Ariel Máximo ’Guille’ Cantero, the head of the notorious Rosario drug gang known as ‘Los Monos,’ was handed a new 22-year jail term on Thursday for instigating at least seven shooting attacks on judges and judicial institutions in the troubled Santa Fe Province city.
It was the seventh time Cantero has stood trial in Argentina for crimes related to the illegal activities of Los Monos, the gang which has been at the forefront of recent violence in Rosario.

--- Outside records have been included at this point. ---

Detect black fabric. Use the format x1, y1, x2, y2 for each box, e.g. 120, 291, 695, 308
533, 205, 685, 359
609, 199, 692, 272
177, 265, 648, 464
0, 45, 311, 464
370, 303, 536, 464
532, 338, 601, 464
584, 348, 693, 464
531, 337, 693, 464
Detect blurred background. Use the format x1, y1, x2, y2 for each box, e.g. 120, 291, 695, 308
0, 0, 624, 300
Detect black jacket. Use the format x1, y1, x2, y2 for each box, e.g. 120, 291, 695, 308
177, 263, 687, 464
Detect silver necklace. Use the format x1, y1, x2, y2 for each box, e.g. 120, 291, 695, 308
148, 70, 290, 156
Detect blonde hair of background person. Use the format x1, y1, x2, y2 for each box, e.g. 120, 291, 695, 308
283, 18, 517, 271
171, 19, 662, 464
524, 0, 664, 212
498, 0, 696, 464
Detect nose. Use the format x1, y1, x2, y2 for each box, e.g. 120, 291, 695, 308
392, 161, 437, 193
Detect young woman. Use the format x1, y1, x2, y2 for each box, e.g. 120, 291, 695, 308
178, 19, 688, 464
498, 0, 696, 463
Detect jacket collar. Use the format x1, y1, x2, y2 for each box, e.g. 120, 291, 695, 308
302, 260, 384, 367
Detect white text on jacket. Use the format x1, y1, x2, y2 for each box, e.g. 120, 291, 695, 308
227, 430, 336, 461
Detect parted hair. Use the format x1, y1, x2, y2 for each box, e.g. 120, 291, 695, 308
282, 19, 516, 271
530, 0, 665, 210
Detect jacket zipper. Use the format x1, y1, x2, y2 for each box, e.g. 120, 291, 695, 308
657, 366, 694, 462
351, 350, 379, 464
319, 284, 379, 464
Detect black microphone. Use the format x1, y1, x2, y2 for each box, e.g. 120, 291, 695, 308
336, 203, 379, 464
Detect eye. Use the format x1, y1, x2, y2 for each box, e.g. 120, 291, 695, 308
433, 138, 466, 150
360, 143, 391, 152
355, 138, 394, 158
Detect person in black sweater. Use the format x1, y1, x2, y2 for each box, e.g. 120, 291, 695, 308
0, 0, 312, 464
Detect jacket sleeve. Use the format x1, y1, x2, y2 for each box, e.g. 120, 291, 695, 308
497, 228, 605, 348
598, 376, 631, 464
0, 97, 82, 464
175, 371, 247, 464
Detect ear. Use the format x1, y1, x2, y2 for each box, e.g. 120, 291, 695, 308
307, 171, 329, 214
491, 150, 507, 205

Five of those processes have taken place while the offender has been jailed, underlining his continued influence on the gang.
Unifying this latest punishment with a previous sentence of six years and eight months from a previous trial related to threatening judicial officials, Judges Hebe Marcogliese, Rafael Coria and Pablo Pinto ruled that Cantero should serve 28 years and eight months behind bars.

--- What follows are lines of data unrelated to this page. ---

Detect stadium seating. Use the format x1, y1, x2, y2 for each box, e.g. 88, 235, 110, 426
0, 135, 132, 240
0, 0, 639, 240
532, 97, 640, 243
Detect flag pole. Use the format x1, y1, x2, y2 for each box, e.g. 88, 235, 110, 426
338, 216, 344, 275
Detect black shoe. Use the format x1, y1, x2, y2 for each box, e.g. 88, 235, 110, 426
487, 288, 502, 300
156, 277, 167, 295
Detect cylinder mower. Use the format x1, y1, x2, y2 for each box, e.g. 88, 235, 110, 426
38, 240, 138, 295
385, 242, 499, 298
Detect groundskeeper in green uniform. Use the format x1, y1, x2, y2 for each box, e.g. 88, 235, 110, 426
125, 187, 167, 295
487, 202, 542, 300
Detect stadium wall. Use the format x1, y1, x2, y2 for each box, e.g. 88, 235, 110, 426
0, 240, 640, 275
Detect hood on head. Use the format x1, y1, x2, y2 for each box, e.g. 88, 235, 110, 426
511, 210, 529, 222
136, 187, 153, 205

He is unlikely to be released from prison, given that other previous convictions have already left him facing 83 years and eight months behind bars.
The gang leader was accused of instigating seven of 14 attacks carried out by Los Monos against the homes of prosecutors, judges and judicial buildings. He was also convicted of participating in “coercive threats,” aggravated by them being made anonymously, for the “use of a firearm” and for carrying out illegal acts with “the aim of impeding the free exercise of authority.”
Two other individuals, Lucía Uberti (Cantero’s former girlfriend) and Matías César, received sentences of 20 years in prison for the same crimes. Four others – Daniel ‘Teletubi’ Delgado (33 years and six months, thanks to unification of sentences related to three homicides), Leandro Daniel Olivera (11 years), Leonel Alejandro Fernández (8 years) and Damián Oscar Chávez (7 years) – also received jail terms.
Four others plead guilty before the court and were sentenced in abbreviated procedures last month.
Disturbing details from the trial, which featured around 100 witnesses, have made headlines in Argentina in recent weeks, while Cantero has appeared unrepentant in court. In the seven attacks for which he was convicted as the organiser, prosecutors revealed that the drug gang had hired hitmen to kill individuals for as little as 4,000 pesos.
When quizzed in court as to what he did for employment, the gang leader – who is being held at Marcos Paz prison in Buenos Aires Province, where prison guards recently discovered a landline phone connection in his cell – responded by saying he “hires hitmen to shoot at judges.”
The trial has taken place amid tight security, following a surge in drug violence in Rosario over the past few weeks. On the last day of proceedings, as many as 250 police officers were deployed onto the streets to ensure events passed off smoothly.
"We aspire for this to be a turning point, a milestone from which a definitive brake will be put on the organisations that put democratic institutions in danger," said Judge Marcogliese during sentencing.
Those overseeing the court called on the state to do more to confront crime in Rosario and improve live for its residents.
"We hope that answers will not be reduced to the penal system, punishment and confinement, but also from social inclusion and equal opportunities. This is the only way to reduce the structural and cultural violence that punishes us all equally, and that seems to have no end," they wrote in a ruling.